We sat. There was no mistaking the tall, sharp-featured Blackfoot woman in the gray suit. Every pundit agreed that she was the single toughest and most interesting personality in the Cohen administration, and the four U.S. Marines in combat garb standing in the shadows behind her only added to her already imposing sense of authority. The three of us sat, Gary closest to the dark window wall across from Secretary Bright Moon, Paul next to him, and me farthest away from the action. It was our usual climbing pattern.

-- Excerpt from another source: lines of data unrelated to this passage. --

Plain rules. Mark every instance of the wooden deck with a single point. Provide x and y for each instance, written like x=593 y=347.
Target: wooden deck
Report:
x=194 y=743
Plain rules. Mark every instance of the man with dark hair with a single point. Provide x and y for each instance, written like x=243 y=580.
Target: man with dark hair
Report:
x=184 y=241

On the expensive teak table in front of Secretary Bright Moon were three blue dossiers. I couldn’t read the tabs on them, but I had little doubt about their contents: Dossier #1, Gary Sheridan, 49, semiretired, former CEO of SherPath International, multiple addresses around the world, made his first millions at age seventeen during the long lost and rarely lamented dot-com gold rush of yore, divorced (four times), a man of many passions, the greatest of which was mountain climbing; Dossier #2, Paul Ando Hiraga, 28, ski bum, professional guide, one of the world’s best rock-and-ice climbers, unmarried; Dossier #3, Jake Richard Pettigrew, 36, Boulder, Colorado, married, three children, high school math teacher, a good-to-average climber with only two 8,000-meter peaks bagged, both thanks to Gary and Paul, who invited him to join them on international climbs for the six previous years. Mr. Pettigrew still cannot believe his good luck at having a friend and patron bankroll his climbs, especially when both Gary and Paul were far better climbers with much more experience. But perhaps the dossiers told of how Jake, Paul, and Gary had become close friends as well as climbing partners over the past few years, friends who trusted each other to the point of trespassing on the Himalaya Preserve just to get acclimated for the climb of their lives.
Or perhaps the blue folders were just some State Department busywork that had nothing to do with us.
“What’s the idea of hauling us up here?” asked Gary, his voice controlled but tight. Very tight. “If the Hong Kong Syndicate wants t
o throw us in the slammer, fine, but you and the UN can’t just drag us somewhere against our will. We’re still U.S. citizens…”
“U.S. citizens who have broken HK Syndicate Preserve rules and UN World Historical Site laws,” snapped Secretary Bright Moon.
“We have a valid permit…” began Gary again. His forehead looked very red just below the line of his cropped, white hair.
“To climb K2, commencing three days from now,” said the Secretary of State. “Your climbing team won the HK lottery. We know. But that permit does not allow you to enter or overfly the Himalaya Preserve, nor to trespass on Mt. Everest.”
Paul glanced at me. I shook my head. I had no idea what was going on. We could have stolen Mt. Everest and it wouldn’t have brought Secretary Betty Willard Bright Moon flying around the world to sit in this darkened revolving restaurant just to slap our wrists.
Gary shrugged and sat back. “So what do you want?”
Secretary Bright Moon opened the closest blue dossier and slid a photo across the polished teak toward us. We huddled to look at it.
“A bug?” said Gary.
“They prefer ‘Listener,’” said the Secretary of State. “But mantispid will do.”
“What do the bugs have to do with us?” said Gary.
“This particular bug wants to climb K2 with you in three days,” said Secretary Bright Moon. “And the government of the United States of America in cooperation with the Listener Liaison and Cooperation Council of the United Nations fully intend to have him…or her…do so.”
Paul’s jaw dropped. Gary clasped his hands behind his head and laughed. I just stared. Somehow I found my voice first.
“That’s impossible,” I said.
Secretary Betty Willard Bright Moon turned her flat, dark-eyed gaze on me. “Why?”
Normally the combination of that woman’s personality, her position, and those eyes would have stopped me cold, but this was too absurd to ignore. I just held out my hands, palms upward. Some things are too obvious to explain. “The bugs have six legs,” I said at last. “They look like they can hardly walk. We’re climbing the second tallest mountain on Earth. And the most savage.”